Mortgage As a Prospering Sector
Experts say that in the coming years, the percentage of mortgages will become very high. Many companies and banks are presently very active in this field. Increasing numbers of banks are offering loans to individuals. There is competition going on between banks because interest rates on mortgages are falling. Experts say that with a proper legislation system, experience of other countries shows it may take six to eight years to involve one-third to half of a country’s population in mortgages.

However, at present due to a lack of the needed legislation, mortgages largely remain an exclusive product in Russia. Rates are too high, and the terms are too stringent for a great many people. At the moment some of the banks that issue mortgages have only a few hundred clients. Experts state that laws on mortgages have made tens of thousands of loans possible so far, but a law on housing societies in combination with other, new forms of legislation, is likely to bring this number to hundreds of thousands, they add.

This means that the market volume roughly estimated at about $100 million may increase ten-fold in a relatively short period of time.

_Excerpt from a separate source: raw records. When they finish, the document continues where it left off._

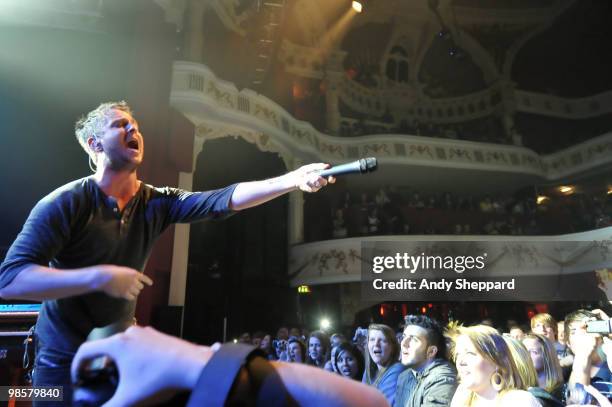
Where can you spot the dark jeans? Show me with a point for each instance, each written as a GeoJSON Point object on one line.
{"type": "Point", "coordinates": [52, 368]}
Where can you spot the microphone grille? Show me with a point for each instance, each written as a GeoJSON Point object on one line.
{"type": "Point", "coordinates": [368, 164]}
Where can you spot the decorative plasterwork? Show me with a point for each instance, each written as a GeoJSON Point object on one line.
{"type": "Point", "coordinates": [340, 261]}
{"type": "Point", "coordinates": [404, 102]}
{"type": "Point", "coordinates": [204, 98]}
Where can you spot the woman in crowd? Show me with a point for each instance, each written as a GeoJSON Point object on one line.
{"type": "Point", "coordinates": [382, 366]}
{"type": "Point", "coordinates": [318, 349]}
{"type": "Point", "coordinates": [546, 364]}
{"type": "Point", "coordinates": [296, 350]}
{"type": "Point", "coordinates": [349, 361]}
{"type": "Point", "coordinates": [265, 344]}
{"type": "Point", "coordinates": [488, 373]}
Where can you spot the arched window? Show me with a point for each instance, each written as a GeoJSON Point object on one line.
{"type": "Point", "coordinates": [397, 65]}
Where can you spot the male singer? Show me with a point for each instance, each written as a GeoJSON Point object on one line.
{"type": "Point", "coordinates": [83, 247]}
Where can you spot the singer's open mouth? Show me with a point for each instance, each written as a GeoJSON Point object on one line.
{"type": "Point", "coordinates": [132, 144]}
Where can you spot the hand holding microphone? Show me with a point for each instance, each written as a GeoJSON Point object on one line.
{"type": "Point", "coordinates": [312, 177]}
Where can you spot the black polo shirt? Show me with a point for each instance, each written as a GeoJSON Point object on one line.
{"type": "Point", "coordinates": [78, 225]}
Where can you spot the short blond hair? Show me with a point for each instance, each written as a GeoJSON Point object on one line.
{"type": "Point", "coordinates": [91, 125]}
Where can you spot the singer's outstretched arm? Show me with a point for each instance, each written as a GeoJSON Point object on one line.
{"type": "Point", "coordinates": [305, 178]}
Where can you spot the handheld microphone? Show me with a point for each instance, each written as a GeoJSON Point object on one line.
{"type": "Point", "coordinates": [361, 166]}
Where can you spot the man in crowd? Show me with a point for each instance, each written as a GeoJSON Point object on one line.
{"type": "Point", "coordinates": [589, 366]}
{"type": "Point", "coordinates": [430, 379]}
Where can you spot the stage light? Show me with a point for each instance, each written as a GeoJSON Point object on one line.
{"type": "Point", "coordinates": [325, 324]}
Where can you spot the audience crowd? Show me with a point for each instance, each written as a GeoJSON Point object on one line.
{"type": "Point", "coordinates": [426, 362]}
{"type": "Point", "coordinates": [390, 212]}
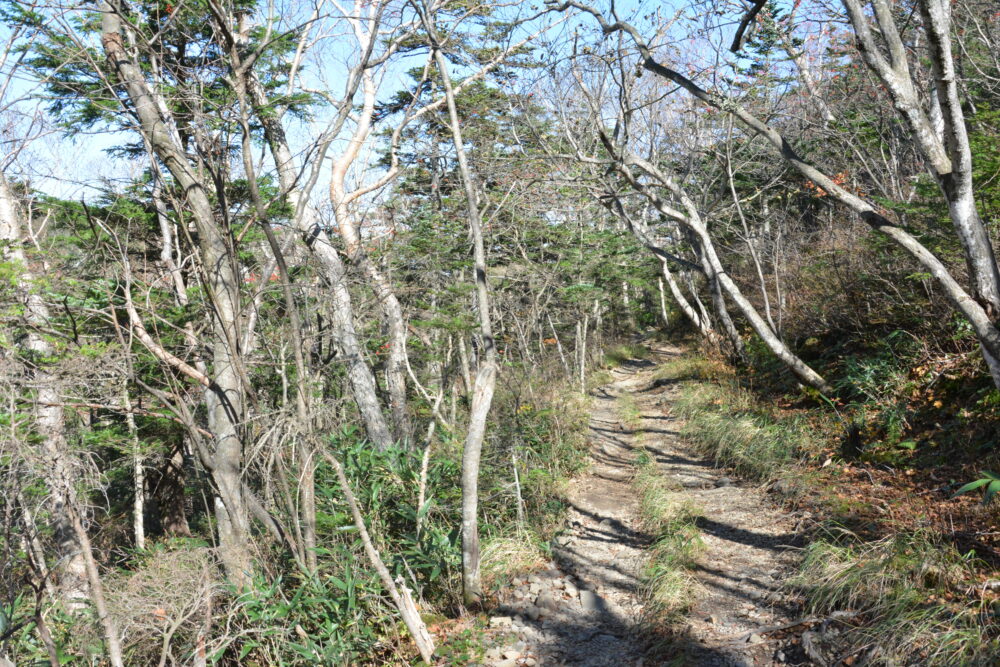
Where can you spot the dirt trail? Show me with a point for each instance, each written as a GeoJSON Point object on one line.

As stated by the experts, presently, only banks that do have enough “long money”, such as the European Trust Bank, or Raiffeisen Bank, one of the market leaders, are able to comfortably extend mortgage loans. European Trust Bank has extended loans to the tune of $8 million in the past few years. European Trust is at an advantage; being part of a group of companies, it is able to offer loans while a building is still being constructed by another arm of the group.

And, an expert from Sobinbank stated that over 300 loans for up to 10 years totaling over $5 million have been extended. The initial installment on mortgage is about 30% of the cost of the property, but it can go as high as 50 percent.

Mortgage loans taken out while the building is still under construction constitute a promising line of business. This way, apartments cost 10 percent to 30 percent less than those in completed new blocks or on the secondary market.

In every market, one might expect a downturn after a spectacular rise, and the creditor would face defaults. The risk of non-repayment still weighs heavy on banks; they could incur losses if prices fell after they had to sell mortgaged property at below-market level. Someone may buy a flat for $100,000 and take out a mortgage for $70,000. Then the market price falls to $50,000. Their options are paying $70,000 back and telling the bank, or taking the apartment, and auctioning it.

As it is stated that there have been no signs of a downturn, both clients and creditor banks are growing more confident in mortgage schemes. Those schemes prompt more people to buy apartments that they could not afford otherwise, and this also pushes prices up.

Who knows what will happen in the future? But the banks are ready to confront the many issues particular to this market, and as legislation and consumer outlook changes, demand is expected to continue to grow.